Strażak w potrzebie

Strażacy chcieli pomóc ludziom, a wyszło tak, że sami stracili samochód i sprzęt. – Przy ewakuacji ostatnich zwierząt domowych nadeszła wysoka fala wody, dlatego kierowaliśmy się na ostatnią drogę ucieczki na miejscowość Sławików. Tam niestety nasz samochód został ściągnięty przez wodę – mówi Franciszek Mrowiec, prezes OSP Rudnik.
Wodę, która okazała się bezwzględna. 26- letni wóz był jedynym jakim dysponowała gmina. Po tym jak woda opadła okazało się, że nie ma dla niego ratunku.

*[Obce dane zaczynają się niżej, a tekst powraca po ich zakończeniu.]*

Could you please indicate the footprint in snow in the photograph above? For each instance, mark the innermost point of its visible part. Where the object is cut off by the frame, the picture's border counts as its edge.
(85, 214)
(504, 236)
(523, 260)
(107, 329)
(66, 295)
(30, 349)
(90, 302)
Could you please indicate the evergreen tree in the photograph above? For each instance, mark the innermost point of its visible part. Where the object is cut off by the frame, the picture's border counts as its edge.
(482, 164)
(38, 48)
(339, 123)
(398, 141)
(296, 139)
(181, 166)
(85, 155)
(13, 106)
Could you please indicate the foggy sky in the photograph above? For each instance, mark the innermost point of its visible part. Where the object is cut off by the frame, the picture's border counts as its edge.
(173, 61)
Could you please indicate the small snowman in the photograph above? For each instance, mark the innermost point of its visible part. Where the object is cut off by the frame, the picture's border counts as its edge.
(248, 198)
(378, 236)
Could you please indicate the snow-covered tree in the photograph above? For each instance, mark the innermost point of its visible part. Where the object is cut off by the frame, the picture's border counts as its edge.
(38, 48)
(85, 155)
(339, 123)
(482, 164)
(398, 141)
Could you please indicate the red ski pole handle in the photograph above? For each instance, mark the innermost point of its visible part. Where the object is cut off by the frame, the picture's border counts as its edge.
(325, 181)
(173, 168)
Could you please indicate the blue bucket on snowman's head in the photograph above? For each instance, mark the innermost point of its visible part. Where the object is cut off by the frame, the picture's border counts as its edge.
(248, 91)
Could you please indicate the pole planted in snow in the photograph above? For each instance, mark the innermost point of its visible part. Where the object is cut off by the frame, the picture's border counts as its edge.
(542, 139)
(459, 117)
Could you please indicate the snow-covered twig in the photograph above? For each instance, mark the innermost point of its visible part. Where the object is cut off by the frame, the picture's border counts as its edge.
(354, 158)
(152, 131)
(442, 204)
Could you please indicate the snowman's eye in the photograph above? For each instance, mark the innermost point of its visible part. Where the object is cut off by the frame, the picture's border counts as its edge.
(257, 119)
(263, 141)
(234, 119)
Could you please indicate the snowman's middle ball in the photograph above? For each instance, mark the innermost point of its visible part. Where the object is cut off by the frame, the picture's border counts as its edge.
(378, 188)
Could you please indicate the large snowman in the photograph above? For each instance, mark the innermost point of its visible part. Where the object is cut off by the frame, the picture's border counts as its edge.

Strażakom została tylko sprawna łódź, ale kiedy nie ma powodzi, łódź to zdecydowanie za mało. Zwłaszcza jeżeli trzeba nieść pomoc.
– Wzorowi strażacy są na każde wezwanie i do każdej akcji jeżdżą – mówi Piotr Rosa, mieszkaniec Rudnik.
A raczej jeździli. Jednostka w Rudniku zgodnie z zapisami w Krajowym Systemem Ratowniczo-Gaśniczym powinna posiadać dwa wozy bojowe. Teraz nie ma żadnego.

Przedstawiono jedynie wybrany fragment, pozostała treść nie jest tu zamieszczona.